Die schlafenden Riesen oder "gestrandeten Wale" stellen auch eine Herausforderung für das veränderte soziale Milieu dar, in dem sie austrocknen. Die Modernisierung zu Wohnhochhäusern dürfte dem linksalternativen Publikum als Gentrifizierung sauer aufstoßen, und so wird der Zirkel aus Akzeptanz und Zurückweisung aufs Neue angestoßen.

Gute Bausünden haben einen Urvogel. Nicht Archaeopteryx, sondern eine Ente. Der Architekt Robert Venturi stieß auf sie in Flanders/New York und löste mit ihrer Hilfe eine Architekturdebatte aus, die seit den 60/70er Jahren anhält. Ein freistehendes Ladengeschäft, das ursprünglich Geflügel und Drumherum verkaufte, war in Form einer riesigen begehbaren Ente gestaltet worden. Es ist bis heute ein Blickfang von hohem Wiedererkennungswert. Die Form des Baus ist mit der Botschaft verschmolzen.

Als ein Vertreter der Postmoderne missachtet Venturi bewusst seriöse europäische Symbol- und Zeichentheorien, wonach eine Ente nicht das Symbol einer Ente sein kann. Der ganze Bau ist eine Ente, was Venturi auch umdreht und den von ihm favorisierten plastischen Architekturtyp "Ente" nennt. Streng genommen ist es gar keine selbständige Architektur mehr.

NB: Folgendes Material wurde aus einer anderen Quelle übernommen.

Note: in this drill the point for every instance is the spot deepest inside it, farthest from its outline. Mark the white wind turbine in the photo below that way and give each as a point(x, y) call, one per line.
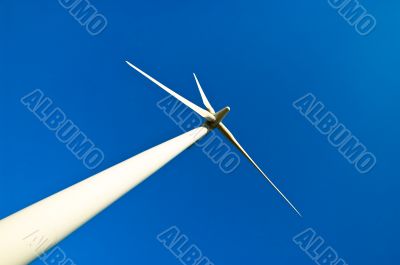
point(33, 230)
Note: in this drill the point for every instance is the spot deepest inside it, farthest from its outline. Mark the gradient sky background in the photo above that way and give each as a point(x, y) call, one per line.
point(255, 56)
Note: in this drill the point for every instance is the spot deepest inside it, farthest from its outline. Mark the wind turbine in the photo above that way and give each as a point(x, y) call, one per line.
point(35, 229)
point(214, 120)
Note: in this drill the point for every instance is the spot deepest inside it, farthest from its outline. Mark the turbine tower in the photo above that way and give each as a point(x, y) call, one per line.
point(32, 231)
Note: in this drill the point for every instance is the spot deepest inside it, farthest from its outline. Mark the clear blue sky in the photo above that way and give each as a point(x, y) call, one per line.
point(255, 56)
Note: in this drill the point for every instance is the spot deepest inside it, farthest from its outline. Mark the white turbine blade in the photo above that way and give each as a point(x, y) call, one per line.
point(230, 136)
point(202, 112)
point(203, 96)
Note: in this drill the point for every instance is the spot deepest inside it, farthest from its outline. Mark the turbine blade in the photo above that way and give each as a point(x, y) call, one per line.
point(202, 112)
point(203, 96)
point(230, 136)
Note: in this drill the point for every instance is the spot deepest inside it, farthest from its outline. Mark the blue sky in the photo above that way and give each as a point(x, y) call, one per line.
point(255, 56)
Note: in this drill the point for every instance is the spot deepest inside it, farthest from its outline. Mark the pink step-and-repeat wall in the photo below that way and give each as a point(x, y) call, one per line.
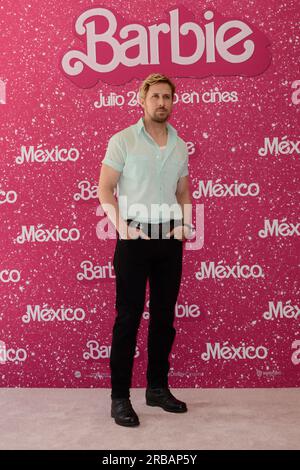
point(69, 77)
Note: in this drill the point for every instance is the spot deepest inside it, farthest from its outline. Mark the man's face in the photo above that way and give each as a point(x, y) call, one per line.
point(158, 102)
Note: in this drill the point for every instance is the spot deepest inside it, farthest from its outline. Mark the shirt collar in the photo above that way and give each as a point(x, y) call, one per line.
point(140, 126)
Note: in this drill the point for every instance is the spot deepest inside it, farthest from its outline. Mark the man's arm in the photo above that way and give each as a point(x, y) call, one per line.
point(108, 181)
point(183, 198)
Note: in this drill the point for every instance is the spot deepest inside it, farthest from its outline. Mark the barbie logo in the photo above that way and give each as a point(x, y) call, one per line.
point(184, 43)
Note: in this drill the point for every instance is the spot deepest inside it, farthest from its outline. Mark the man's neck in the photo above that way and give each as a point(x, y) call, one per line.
point(156, 129)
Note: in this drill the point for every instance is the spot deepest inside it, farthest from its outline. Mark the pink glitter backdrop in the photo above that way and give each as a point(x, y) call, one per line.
point(224, 338)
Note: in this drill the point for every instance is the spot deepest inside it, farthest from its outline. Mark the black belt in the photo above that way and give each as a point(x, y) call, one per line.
point(155, 231)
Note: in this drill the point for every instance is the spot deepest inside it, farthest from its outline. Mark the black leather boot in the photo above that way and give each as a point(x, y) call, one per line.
point(122, 411)
point(163, 397)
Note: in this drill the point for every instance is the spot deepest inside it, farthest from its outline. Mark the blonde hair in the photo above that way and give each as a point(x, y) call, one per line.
point(151, 80)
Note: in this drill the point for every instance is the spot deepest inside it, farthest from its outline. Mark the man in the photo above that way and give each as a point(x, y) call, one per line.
point(149, 163)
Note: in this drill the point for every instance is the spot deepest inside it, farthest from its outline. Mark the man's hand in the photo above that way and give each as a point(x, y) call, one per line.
point(181, 232)
point(133, 233)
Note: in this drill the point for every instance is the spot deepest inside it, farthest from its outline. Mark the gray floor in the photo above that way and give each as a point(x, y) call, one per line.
point(217, 419)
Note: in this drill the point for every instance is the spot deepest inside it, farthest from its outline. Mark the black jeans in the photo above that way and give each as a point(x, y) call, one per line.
point(135, 261)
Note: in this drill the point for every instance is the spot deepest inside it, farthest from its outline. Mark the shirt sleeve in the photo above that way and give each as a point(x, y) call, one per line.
point(184, 171)
point(114, 155)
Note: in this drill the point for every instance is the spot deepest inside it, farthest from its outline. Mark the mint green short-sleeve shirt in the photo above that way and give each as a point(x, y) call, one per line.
point(149, 173)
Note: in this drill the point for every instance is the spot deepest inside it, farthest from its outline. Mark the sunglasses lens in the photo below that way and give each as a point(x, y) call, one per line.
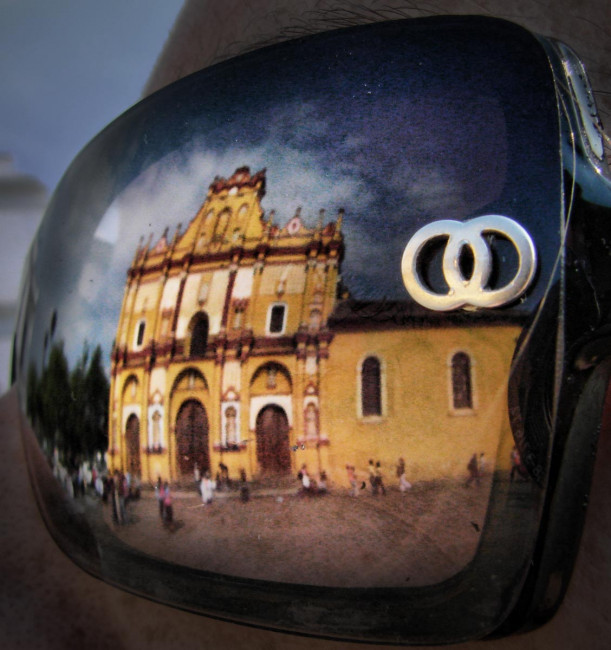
point(289, 331)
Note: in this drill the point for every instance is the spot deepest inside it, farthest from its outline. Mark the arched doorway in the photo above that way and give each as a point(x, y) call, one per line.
point(273, 451)
point(132, 445)
point(192, 438)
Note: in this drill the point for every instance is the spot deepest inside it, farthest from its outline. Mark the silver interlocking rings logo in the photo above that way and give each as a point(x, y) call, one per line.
point(471, 291)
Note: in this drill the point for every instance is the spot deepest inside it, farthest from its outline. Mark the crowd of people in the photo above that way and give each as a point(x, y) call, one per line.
point(119, 488)
point(376, 478)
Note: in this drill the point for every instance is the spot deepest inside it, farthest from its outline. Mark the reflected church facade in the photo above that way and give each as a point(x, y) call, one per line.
point(235, 345)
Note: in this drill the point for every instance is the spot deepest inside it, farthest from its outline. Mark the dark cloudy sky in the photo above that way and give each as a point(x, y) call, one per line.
point(399, 128)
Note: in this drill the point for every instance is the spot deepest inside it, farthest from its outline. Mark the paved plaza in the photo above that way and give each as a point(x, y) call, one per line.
point(419, 537)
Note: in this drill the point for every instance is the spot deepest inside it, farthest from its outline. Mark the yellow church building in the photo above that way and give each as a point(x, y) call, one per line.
point(234, 346)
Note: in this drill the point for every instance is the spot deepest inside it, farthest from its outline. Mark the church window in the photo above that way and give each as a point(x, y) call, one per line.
point(315, 319)
point(203, 292)
point(156, 429)
point(371, 387)
point(140, 333)
point(311, 421)
point(462, 394)
point(231, 426)
point(221, 225)
point(276, 321)
point(199, 336)
point(271, 377)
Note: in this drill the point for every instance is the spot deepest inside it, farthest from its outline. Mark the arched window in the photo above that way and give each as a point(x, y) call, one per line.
point(140, 333)
point(199, 336)
point(462, 394)
point(221, 225)
point(231, 426)
point(276, 319)
point(371, 387)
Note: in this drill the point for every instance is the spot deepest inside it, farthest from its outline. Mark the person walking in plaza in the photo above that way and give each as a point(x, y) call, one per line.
point(379, 479)
point(473, 469)
point(207, 488)
point(168, 508)
point(372, 478)
point(404, 484)
point(159, 493)
point(350, 470)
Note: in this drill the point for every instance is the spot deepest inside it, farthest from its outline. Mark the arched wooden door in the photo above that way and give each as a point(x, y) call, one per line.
point(273, 451)
point(132, 445)
point(192, 438)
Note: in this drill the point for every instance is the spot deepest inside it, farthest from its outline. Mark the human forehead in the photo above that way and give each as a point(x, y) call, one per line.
point(207, 31)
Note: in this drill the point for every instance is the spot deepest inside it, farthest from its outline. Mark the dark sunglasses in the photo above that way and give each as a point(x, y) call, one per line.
point(316, 339)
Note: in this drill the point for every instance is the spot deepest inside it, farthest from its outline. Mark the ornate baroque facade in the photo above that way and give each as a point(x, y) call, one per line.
point(234, 347)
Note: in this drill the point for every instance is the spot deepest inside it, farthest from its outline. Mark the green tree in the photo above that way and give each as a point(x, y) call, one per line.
point(55, 398)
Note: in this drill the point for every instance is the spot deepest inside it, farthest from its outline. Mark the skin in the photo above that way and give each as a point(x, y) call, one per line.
point(50, 603)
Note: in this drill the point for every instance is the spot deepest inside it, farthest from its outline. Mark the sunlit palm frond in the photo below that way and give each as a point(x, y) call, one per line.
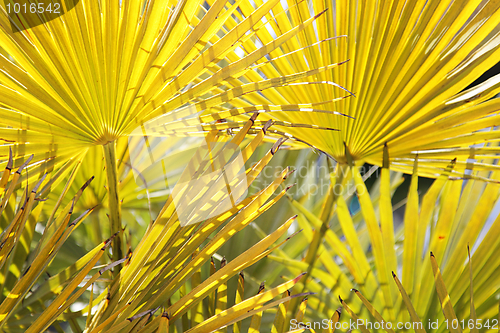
point(413, 67)
point(101, 71)
point(364, 245)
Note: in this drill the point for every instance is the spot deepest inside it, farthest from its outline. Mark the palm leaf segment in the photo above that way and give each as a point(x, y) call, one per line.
point(104, 69)
point(431, 280)
point(410, 65)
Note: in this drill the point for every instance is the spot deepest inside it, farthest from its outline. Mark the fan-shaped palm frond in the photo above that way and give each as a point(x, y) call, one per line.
point(364, 245)
point(412, 65)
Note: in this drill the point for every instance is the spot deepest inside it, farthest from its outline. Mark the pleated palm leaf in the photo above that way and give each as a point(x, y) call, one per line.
point(411, 65)
point(163, 271)
point(101, 71)
point(408, 272)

Venturi, der maßgeblich an dem Schlüsselwerk "Learning from Las Vegas" (1972) beteiligt war, leugnet nicht, dass sein Credo für eine "Enten-Architektur" sich mit den trivialen und mitunter hässlichen Formen des Bauens deckt, die für Städte so bemerkenswert sind. Die Städte stellen nach Venturi dennoch tagtäglich ihre Funktionalität unter Beweis, und ihre gegen den guten Geschmack verstoßende Alltagsbaukunst ist bei der Mehrheit der Einwohner populär.